1943 - J. Weill avec le Dr Lazare Gurvitch,
juriste de l'OSE
Nos amis lyonnais n'étaient pas demeurés oisifs, entre temps. Quand les cars de police arrivèrent vers seize heures en dépit du coup de téléphone de Vichy, sous bonne escorte, remplis d'infir mières pour prendre livraison de la marchandise humaine, on n y trouva pas un seul enfant en dépit d'une perquisition en règle. Ils étaient remplacés par une masse de sympathisants de toutes les couches sociales de la cité rhodanaise donnant libre cours à leur vive indignation. Un cortège de plus en plus dense suivait les cars aux Amitiés Chrétiennes sans que les policiers n'y trouvent la moindre frimousse d'enfant. Alors le préfet de région, écumant de rage, se rendit auprès du cardinal Gerlier qu'assistait le père Chaillet, fondateur de "Témoignage Chrétien". Mis au courant par l'abbé Glasberg, celui-ci avait accepté la dispersion des gosses dans des maisons catholiques et des familles d'accueil. Aux appels de sirène préfectoraux, le primat des Gaules répondit qu'il ne garantissait pas l'ordre dans la cité si le préfet devait persister dans son projet incompréhensible. Pris violemment à parti par le préfet, le Père Chaillet refusa de communiquer les adresses des caches des enfants avant d'avoir une garantie gouvernementale, et non seulement la parole du préfet.

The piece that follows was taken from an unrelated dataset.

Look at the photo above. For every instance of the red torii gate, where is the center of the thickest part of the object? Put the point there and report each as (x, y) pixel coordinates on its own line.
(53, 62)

Une assignation à résidence à Privat fut la réponse de l'administration préfectorale. J'y conduisis le père. Après avoir été reçu avec une grande joie par le couvent il se rendit, en m'invitant à le suivre chez le commissaire central de la ville. Celui-ci reçut le prélat d'un air renfrogné et le questionna d'un air hautain et bourru. Agacé, le père se leva et dit : "Colonel Chaillet, du SR région Hongrie". À ces mots le commissaire s'arracha littéralement de son bureau, salua militairement et dit : "à vos ordres, mon colonel, vous êtes chez vous ici" !

Les méthodes tragico-comiques employées, par la suite, pour régulariser la situation conformément aux conventions de Vichy et ménager l'amour propre de ce haut fonctionnaire imbu de son autorité, imprégné d'une haine anti-juive viscérale, sont inénarrables. Grâce aux concours réunis de tous ces hommes et ces femmes intervenus avec courage et décision et de la population de Lyon, les enfants furent et demeurèrent sauvés.